副标题: "A Kat Alilt with Song" (Krazy Kat)

ISBN: 9781560975946

出版社: Fantagraphics Books

出版年: 2004-05

页数: 120

定价: USD 14.95

装帧: Paperback

内容简介


Fantagraphics's latest volume collecting one of America's true national treasures, Krazy Kat. In 2002, Fantagraphics embarked on a publishing plan to reintroduce the greatest strip of the first-half of the 20th Century (the Peanuts of its era) to a public that has largely never seen it: this volume is the fourth in a long-term plan to chronologically reprint strips from the prime of Herriman's career, most of which have not seen print since originally running in newspapers 75 years ago. Each volume is edited by the San Francisco Cartoon Art Museum's Bill Blackbeard, the world's foremost authority on early 20th Century American comic strips, and designed by Jimmy Corrigan author Chris Ware, who may well go down as the best cartoonist of the 21st Century.

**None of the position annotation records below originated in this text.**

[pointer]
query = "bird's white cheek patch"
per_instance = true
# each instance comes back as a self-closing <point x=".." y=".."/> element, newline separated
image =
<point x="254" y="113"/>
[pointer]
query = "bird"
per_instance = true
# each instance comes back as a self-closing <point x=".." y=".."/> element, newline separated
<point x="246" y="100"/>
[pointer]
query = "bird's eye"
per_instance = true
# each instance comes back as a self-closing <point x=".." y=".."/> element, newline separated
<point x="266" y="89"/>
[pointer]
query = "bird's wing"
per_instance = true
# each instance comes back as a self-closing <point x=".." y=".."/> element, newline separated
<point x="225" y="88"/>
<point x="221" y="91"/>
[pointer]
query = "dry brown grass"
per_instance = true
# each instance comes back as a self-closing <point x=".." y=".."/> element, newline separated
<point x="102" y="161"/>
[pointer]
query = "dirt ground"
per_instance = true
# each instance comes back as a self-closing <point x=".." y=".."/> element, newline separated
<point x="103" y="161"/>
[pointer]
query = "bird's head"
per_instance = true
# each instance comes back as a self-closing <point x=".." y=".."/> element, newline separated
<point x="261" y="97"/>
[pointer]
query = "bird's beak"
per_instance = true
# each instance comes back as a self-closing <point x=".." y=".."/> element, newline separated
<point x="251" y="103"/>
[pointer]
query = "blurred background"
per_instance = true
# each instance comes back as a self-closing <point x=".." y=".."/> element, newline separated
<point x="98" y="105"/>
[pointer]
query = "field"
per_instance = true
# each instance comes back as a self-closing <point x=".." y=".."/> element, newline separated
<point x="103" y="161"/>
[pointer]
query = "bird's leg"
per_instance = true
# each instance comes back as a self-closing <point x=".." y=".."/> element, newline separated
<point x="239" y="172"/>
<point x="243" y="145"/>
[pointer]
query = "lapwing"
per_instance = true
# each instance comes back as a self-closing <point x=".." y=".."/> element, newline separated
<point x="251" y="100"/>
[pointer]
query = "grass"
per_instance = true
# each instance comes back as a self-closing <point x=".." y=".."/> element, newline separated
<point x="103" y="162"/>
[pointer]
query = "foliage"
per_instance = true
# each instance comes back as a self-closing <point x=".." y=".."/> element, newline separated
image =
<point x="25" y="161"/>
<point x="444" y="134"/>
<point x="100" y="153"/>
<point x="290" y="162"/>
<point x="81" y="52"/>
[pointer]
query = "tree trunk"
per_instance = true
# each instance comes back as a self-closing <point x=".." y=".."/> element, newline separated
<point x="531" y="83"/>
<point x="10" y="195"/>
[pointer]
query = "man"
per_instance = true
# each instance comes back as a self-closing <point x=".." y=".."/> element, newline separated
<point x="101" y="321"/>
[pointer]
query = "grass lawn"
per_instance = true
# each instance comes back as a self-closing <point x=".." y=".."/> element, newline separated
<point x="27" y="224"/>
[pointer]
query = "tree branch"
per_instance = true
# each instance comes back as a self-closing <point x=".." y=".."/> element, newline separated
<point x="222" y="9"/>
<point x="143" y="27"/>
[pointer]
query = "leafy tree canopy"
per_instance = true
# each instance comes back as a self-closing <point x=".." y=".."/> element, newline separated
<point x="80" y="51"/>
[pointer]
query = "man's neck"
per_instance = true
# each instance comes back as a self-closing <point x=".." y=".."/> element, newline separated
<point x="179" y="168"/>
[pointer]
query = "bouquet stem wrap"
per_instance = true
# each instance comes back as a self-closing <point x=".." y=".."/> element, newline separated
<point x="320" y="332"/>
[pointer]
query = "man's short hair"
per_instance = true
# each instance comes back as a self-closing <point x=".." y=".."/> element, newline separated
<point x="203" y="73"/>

Krazy & Ignatz 1931-1932 will be a hot-baked brickbat of a volume, adance with nearly two full years of the Sunday Krazy Kat (Herriman did not use color until 1935), snug between multiple pages of Herriman extras, including two premiere appearances of Krazy from 1909, never before reprinted; a sports page panorama of graphic fun with the French boxing champion, Georges Carpentier; two extremely frank daily strip revelations about Krazy's dubious gender; several gag cartoons from the early days of the last century; vignettes of the Coconino Kast of Kharacters drawn for Kat fans; and a first-time-ever reprint of Gilbert Seldes' second article on Krazy, written in 1935 for Esquire, two decades after his seminal piece in The Seven Lively Arts, with komments by Bill Blackbeard; plus an introduction by Blackbeard detailing the miraculous recovery of many of the Sunday pages in this volume from apparent newspaper oblivion, a new Debaffler page, and a stunning layout front and back and throughout by the inimitable Chris Ware!

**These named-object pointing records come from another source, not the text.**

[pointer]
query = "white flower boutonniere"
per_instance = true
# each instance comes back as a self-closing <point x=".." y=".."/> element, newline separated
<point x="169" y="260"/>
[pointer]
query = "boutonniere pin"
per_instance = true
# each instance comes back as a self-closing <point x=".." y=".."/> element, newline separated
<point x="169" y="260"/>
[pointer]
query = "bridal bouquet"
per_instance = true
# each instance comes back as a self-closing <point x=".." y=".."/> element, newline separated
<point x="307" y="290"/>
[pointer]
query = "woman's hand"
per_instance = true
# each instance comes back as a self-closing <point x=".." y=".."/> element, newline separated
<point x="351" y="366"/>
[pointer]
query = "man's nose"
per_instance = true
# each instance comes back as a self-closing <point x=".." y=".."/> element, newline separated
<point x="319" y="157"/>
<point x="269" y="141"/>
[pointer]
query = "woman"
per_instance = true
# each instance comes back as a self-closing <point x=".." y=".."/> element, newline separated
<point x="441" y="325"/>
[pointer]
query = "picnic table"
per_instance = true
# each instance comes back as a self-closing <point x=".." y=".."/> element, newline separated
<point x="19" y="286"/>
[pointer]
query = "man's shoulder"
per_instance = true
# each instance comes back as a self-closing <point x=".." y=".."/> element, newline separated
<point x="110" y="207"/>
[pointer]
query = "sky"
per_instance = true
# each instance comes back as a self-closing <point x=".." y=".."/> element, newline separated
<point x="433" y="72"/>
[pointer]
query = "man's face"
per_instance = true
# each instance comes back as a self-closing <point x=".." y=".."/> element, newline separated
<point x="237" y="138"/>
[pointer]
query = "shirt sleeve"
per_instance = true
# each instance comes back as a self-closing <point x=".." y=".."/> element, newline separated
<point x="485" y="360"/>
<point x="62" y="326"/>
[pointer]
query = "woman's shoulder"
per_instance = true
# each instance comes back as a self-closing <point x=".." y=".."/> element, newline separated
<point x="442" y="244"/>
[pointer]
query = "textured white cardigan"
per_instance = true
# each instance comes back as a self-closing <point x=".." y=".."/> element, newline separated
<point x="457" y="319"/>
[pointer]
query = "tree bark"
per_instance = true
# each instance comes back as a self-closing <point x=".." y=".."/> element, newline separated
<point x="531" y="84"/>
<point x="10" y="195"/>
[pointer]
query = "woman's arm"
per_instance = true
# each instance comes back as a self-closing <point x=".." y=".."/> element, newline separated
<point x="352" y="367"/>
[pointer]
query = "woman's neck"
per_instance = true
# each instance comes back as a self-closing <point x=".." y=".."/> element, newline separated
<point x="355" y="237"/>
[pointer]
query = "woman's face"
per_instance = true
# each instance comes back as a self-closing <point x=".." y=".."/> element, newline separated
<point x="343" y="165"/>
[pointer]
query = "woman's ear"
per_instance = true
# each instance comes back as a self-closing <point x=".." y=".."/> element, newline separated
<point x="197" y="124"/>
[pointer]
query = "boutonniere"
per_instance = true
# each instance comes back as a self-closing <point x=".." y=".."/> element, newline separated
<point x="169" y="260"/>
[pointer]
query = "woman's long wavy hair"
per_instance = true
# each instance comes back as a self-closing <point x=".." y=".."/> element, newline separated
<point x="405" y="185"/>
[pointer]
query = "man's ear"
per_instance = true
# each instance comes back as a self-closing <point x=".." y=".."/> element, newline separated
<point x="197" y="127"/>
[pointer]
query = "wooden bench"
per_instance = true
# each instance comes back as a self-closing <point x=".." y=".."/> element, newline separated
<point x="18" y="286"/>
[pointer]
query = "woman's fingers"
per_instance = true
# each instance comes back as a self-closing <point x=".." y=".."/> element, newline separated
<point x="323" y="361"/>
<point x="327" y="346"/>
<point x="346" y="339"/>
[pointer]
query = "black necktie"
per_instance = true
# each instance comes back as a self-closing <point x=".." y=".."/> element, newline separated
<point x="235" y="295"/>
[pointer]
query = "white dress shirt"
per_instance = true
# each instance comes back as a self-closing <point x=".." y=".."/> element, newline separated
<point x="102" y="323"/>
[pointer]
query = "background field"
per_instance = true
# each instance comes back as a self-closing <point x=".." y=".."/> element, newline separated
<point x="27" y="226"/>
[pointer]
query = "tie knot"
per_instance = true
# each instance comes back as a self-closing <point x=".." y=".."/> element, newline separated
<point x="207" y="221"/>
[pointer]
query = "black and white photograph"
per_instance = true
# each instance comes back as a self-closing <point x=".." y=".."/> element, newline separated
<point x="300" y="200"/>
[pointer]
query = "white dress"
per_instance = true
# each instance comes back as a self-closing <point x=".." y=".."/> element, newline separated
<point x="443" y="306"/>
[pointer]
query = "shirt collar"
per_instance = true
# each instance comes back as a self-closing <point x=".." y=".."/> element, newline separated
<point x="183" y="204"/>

Krazy Kat is a love story, focusing on the relationships of its three main characters. Krazy Kat adored Ignatz Mouse. Ignatz Mouse just tolerated Krazy Kat, except for recurrent onsets of targeting tumescence, which found expression in the fast delivery of bricks to Krazy's cranium. Offisa Pup loved Krazy and sought to protect "her" (Herriman always maintained that Krazy was gender-less) by throwing Ignatz in jail. Each of the characters was ignorant of the others' true motivations, and this simple structure allowed Herriman to build entire worlds of meaning into the actions, building thematic depth and sweeping his readers up by the looping verbal rhythms of Krazy & Co.'s unique dialogue.